The $25 million deepfake video call

A finance worker wired a fortune after a meeting where everyone but him was fake.

  • TargetMultinational firm, Hong Kong office
  • What was fakedThe CFO and several colleagues, live on a call
  • MethodDeepfake video conference
  • Disclosed byHong Kong Police

What happened

An employee in the finance department of a multinational company received a message about a confidential transaction. Suspicious that it might be a phishing attempt, the worker joined a video call to verify it, and there was the company's chief financial officer, along with several recognizable colleagues. Reassured by familiar faces and voices, the employee carried out a series of transfers totaling roughly US$25.6 million.
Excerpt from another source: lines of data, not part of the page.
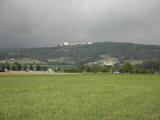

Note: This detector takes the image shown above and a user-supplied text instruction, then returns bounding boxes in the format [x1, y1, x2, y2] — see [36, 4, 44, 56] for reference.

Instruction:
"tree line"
[0, 60, 160, 74]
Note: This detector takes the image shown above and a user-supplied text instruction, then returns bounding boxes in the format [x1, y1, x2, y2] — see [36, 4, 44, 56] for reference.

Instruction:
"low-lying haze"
[0, 0, 160, 48]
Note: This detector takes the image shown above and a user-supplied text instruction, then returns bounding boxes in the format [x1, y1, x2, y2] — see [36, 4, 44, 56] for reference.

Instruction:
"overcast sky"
[0, 0, 160, 48]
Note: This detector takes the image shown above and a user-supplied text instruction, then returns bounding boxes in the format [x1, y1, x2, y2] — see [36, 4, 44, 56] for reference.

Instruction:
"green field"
[0, 74, 160, 120]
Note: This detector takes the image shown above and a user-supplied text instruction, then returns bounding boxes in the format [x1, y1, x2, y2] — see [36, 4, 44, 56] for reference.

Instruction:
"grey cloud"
[0, 0, 160, 47]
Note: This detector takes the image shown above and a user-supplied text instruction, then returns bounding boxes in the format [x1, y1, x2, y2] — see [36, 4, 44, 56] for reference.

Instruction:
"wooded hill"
[0, 42, 160, 65]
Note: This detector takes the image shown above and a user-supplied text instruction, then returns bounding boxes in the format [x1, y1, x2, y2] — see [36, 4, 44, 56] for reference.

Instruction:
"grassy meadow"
[0, 74, 160, 120]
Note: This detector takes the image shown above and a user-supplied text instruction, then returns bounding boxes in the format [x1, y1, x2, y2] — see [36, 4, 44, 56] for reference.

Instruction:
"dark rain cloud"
[0, 0, 160, 47]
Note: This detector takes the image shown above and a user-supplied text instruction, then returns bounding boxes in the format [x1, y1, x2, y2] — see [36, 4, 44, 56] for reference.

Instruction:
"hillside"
[0, 42, 160, 65]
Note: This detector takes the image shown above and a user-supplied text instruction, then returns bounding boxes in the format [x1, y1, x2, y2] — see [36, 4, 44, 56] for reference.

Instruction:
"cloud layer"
[0, 0, 160, 47]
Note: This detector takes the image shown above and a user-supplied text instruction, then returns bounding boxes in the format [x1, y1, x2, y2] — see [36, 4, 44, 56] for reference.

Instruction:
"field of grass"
[0, 74, 160, 120]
Every other person on that call was a deepfake. The fraudsters had assembled convincing synthetic versions of real staff, most likely built from publicly available video and audio, and used them to stage an entire meeting.

How it surfaced

The loss came to light only after the employee later checked with the company's head office and discovered no such transaction had been authorized. Hong Kong police subsequently disclosed the case as one of the first known examples of a multi-person deepfake used to defraud a business in real time.

Why it matters

This is the moment 'seeing is believing' broke for live video. The defense was never going to be a sharper eye; it was process: out-of-band verification, callback procedures, and treating any urgent payment request as suspect no matter who appears to be asking. Authenticity now lives in the workflow, not the webcam.